Not by blood — never by blood — but in the way adults sometimes earned titles simply by surviving life together. He and your dad, Stanley, had history. The kind that lived in silences, in glances that lasted a second too long, in conversations that stopped when you entered the room.
Stan never talked about those years.
Whenever you asked about Derry, about the old friends he used to have, his jaw tightened. He’d say something vague — we grew apart, people change, some things are better left alone. End of discussion.
Except Bill.
Bill stayed.
Not constantly. Not reliably. He drifted in and out of your life like a recurring character — always gone for months, sometimes years, and then suddenly back again. Famous writer. Interviews. Book tours. A face you occasionally recognized on TV before your parents changed the channel.
But when he showed up?
Everything felt warmer.
You remembered him crouching down to your level when you were little, voice soft, careful, asking real questions like your answers mattered. You remembered how he listened — actually listened — how he laughed with his whole body, head tilted back, eyes crinkling.
You remembered how he always smelled faintly of coffee and paper.
As you got older, you noticed other things too.
How he never talked down to you. How his eyes lingered a fraction too long when you spoke. How he called you kid long after it stopped fitting.
He never had a wife. Never kids. Just stories, cities, hotel rooms, and that quiet sadness he carried like an old coat.
Recently, you turned eighteen.
Your birthday party was small — intentionally so. Stanley and Patricia invited close family, a few cousins, a handful of aunts and uncles. Nothing wild. Just food, laughter, clinking glasses, polite conversation.
Bill had arrived two days earlier.
He said it was easier to stay with you than book a hotel — deadlines, travel fatigue, needing somewhere quiet to finish edits. Your parents agreed without hesitation. They always did with him.
You noticed things differently now.
The way his presence filled a room without effort.

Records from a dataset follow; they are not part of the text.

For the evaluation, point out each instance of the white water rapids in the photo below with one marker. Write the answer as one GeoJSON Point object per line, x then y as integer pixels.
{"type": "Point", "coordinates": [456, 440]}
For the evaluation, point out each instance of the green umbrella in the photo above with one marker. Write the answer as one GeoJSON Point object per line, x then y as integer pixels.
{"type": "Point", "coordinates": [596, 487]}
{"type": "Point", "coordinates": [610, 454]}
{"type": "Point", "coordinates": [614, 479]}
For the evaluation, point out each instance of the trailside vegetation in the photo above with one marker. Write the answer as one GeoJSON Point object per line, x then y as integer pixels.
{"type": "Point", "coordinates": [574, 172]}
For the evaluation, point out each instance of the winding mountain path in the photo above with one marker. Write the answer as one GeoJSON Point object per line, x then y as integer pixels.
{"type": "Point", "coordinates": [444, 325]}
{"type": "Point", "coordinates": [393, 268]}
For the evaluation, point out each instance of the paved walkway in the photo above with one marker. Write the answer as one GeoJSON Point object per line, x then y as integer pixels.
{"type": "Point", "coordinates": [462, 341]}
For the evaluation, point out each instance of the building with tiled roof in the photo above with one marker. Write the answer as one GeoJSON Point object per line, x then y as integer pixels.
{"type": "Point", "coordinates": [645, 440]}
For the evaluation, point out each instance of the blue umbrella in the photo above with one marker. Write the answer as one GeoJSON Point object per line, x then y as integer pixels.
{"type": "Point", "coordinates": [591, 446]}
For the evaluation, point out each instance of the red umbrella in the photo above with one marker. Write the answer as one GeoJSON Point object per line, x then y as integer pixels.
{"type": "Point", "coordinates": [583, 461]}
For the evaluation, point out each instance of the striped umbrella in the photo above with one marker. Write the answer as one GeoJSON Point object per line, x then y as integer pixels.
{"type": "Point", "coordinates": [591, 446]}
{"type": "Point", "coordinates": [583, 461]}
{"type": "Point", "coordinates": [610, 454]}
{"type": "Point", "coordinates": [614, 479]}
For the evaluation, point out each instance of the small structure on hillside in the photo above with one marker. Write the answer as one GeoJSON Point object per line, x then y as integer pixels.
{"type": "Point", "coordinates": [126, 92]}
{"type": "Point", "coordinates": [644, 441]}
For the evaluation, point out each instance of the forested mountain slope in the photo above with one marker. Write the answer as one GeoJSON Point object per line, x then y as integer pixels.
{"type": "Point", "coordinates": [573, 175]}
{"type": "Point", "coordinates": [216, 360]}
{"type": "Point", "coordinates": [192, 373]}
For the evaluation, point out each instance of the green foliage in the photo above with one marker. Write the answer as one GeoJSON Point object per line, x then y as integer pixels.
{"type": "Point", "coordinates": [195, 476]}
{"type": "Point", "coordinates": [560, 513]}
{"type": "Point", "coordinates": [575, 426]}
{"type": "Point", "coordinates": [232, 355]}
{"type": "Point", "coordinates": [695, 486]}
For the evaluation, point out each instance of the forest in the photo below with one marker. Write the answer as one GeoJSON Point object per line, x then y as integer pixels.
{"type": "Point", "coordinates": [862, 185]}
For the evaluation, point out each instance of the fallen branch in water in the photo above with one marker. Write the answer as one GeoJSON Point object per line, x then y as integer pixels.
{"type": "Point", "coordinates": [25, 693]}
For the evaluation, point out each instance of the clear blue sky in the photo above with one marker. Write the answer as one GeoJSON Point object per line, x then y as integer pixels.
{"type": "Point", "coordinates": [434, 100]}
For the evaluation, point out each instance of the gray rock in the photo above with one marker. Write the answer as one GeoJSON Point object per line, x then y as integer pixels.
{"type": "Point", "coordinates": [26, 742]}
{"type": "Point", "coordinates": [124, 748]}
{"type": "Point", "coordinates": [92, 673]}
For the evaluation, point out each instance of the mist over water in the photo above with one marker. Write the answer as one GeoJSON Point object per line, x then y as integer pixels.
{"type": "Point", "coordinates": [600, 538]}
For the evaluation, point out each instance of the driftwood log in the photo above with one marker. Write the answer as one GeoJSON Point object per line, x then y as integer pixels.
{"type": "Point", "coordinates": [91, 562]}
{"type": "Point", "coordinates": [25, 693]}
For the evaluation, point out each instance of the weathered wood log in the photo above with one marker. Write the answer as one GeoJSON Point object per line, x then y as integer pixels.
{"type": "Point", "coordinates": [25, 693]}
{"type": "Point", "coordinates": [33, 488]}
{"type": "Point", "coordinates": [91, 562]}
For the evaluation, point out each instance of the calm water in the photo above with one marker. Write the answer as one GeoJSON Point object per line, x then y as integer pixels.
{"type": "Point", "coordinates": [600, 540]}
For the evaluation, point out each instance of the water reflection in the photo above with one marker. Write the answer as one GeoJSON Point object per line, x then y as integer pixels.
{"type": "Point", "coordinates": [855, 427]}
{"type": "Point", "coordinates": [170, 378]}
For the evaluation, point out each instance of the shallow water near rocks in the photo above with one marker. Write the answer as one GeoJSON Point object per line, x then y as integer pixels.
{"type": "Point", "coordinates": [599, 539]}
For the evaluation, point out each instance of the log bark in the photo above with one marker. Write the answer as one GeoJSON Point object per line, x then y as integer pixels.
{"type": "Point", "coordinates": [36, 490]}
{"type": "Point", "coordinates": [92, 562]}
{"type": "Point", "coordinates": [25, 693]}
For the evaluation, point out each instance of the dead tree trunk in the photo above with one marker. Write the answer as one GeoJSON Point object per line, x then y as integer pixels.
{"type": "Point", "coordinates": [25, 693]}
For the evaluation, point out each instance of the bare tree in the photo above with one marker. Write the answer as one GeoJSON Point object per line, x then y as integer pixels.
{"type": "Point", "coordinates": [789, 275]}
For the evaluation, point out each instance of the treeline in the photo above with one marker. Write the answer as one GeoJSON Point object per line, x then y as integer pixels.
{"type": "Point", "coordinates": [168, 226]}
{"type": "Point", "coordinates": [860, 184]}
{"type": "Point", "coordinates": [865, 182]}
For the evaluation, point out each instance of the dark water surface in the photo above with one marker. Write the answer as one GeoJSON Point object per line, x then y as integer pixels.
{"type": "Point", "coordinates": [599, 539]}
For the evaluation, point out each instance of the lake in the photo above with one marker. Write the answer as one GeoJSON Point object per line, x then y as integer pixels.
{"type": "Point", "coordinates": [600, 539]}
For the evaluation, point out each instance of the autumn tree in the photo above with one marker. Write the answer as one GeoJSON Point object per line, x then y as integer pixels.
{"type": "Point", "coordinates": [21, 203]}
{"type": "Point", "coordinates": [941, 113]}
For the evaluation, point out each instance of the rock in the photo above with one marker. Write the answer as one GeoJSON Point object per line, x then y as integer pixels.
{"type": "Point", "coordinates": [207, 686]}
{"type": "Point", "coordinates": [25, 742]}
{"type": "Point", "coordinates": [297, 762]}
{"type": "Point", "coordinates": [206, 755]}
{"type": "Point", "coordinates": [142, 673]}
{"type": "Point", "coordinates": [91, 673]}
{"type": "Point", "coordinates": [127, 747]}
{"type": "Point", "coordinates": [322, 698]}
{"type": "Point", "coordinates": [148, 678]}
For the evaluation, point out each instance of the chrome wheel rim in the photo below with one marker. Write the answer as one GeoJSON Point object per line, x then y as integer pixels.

The way his voice sounded lower than you remembered. The way he looked at you — not inappropriate, not obvious — just… attentive. As if he was suddenly aware that time had done something irreversible.
When it came time for gifts, you sat on the couch, knees tucked in, smiling politely as you unwrapped scarves, books, envelopes with cash.
Then it was Bill’s turn.
He didn’t hand you the gift right away.
He leaned closer instead, close enough that you caught that familiar scent again — coffee, ink, something unmistakably him. His mouth curved into a smirk that felt far too knowing for an uncle.
“You can’t open it here,” he said quietly, just for you.
Your brows knit together. “Why not?”
He tilted his head, eyes dark, amused. “Trust me.”
The room felt suddenly too loud. Too bright. You took the midsize, neatly wrapped box from his hands, your fingers brushing his for half a second too long.
Your stomach flipped.
You nodded, trying to play it cool, while his gaze lingered — unreadable, deliberate.
Whatever was inside that box, you already knew one thing for certain:
Bill Denbrough hadn’t bought you a normal gift.
And he knew exactly what he was doing.